[citation][nom]Junoh315[/nom]The reason why I think that the 7990 shouldn't be labeled is due to the fact that Newegg and some other sites don't carry it. If Powercolor is the only person making it, stay far away. There is a custom 7970 that's essentially the same thing but it takes up 3 slots due to the large video card. You're better off buying two 7970s, although that would still be overkill for anything that you'd need nowadays. One 7970 or GTX 670 is all that anyone needs(two in SLI or Crossfire if you want multiple displays). AMD cards have a lot of issues still, one example being micro-stuttering*, which don't usually occur in Nvidia cards. They may have raw power but their designs are typically flawed and their driver updates don't really improve much when compared to Nvidia. They're good for under $100 video cards. The Sapphire 6670 that I put in my Mom's PC does really good at what it's supposed to do, play Sims 3 on the highest settings while using as little wattage as possible (max watts is 72, I don't plan on over-clocking it due to power issues). However, it doesn't add the textures instantly when you speed up time. That might be a RAM issue though, I'll be able to find out after I get her 8 GB of RAM for Christmas. If you have a PSU with only 300 Watts then I would suggest no other card.*In tests performed in Battlefield 3, a configuration with two GeForce GTX 680 in SLi-mode showed a 7% variation in frame delays, compared to 5% for a single GTX 680, indicating virtually no micro stuttering at all. A configuration with two Radeon HD 7970 in CrossFireX-mode, on the other hand, showed an 85% variation in frame delays, compared to 7% for a single card, indicating large amounts of micro stuttering. Having more than two Nvidia cores or one AMD core leaves you open for a large amount of micro-stuttering. "With Alternate frame rendering (AFR), the first GPU calculates the first frame while the other calculates the second one and so on. Upcoming graphics driver could provide the necessary balancing." This means that the problem will be fixed eventually but right now, it's not a good idea to Crossfire anything or SLI with 3 cards.[/citation]
Nvidia has almost as many stuttering issues as AMD and Tom's recent Cryis 3 tests are a good example of that.
Micro-stuttering is an issue that is only present with multi-GPU setups and with RadeonPro, AMD beats Nvidia in it. Even without it, micro-stutter is not a common issue anymore anyway it you use high-end modern GPUs.

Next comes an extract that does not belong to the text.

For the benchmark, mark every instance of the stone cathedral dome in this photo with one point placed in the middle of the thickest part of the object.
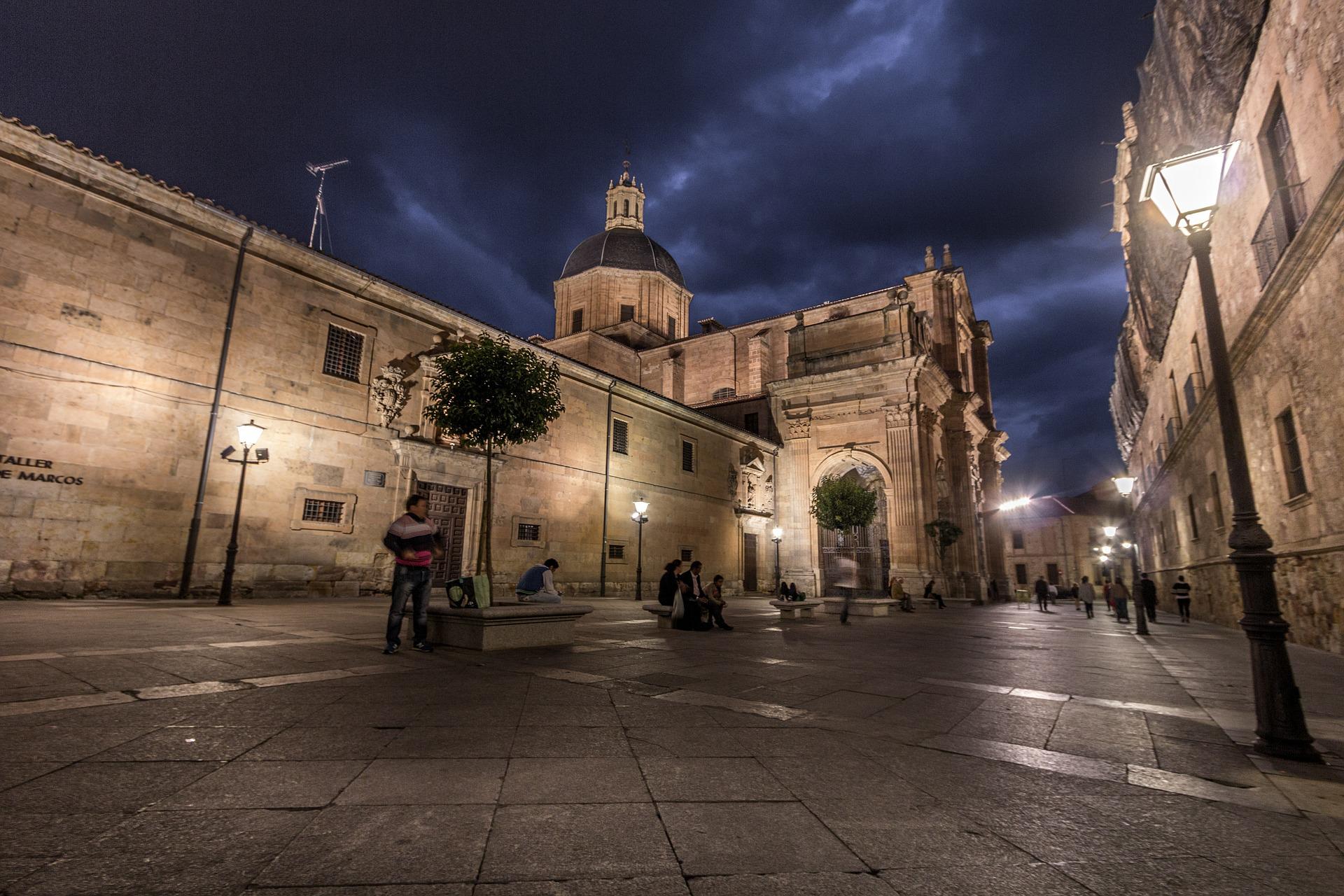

AMD's driver updates improve much more than Nvidia's. That's how AMD started off this generation well below Nvidia, yet managed to get to the top. Nvidia generally starts off better, so that AMD needs to improve more is obvious and looking at driver releases makes it obvious that AMD has improved more.
The Radeon 6670 is an extremely low end card. To expect much from it seems ridiculous. The Radeon 7750 has a huge performance advantage and uses considerably less power. The same is true for Nvidia's GT 640 GDDR5 and IIRC, the GTX 650 too. That gives good reason to not recommend the 6670 unless budget is extremely tight to the point where $90-100 cards are not viable options.
Furthermore, it is a well-known and proven fact that triple GPU solutions have far less stutter issues than dual-GPU solutions in most situations, especially with modern hardware. I can even thoroughly explain and demonstrate the theories about why this happens without looking them up.
Also, at least when I look, Newegg and many sites do have one or more 7990/7970X2 cards. I do not recommend buying them, but I see them around. Powercolor is not the only company making them; there are several others such as Asus.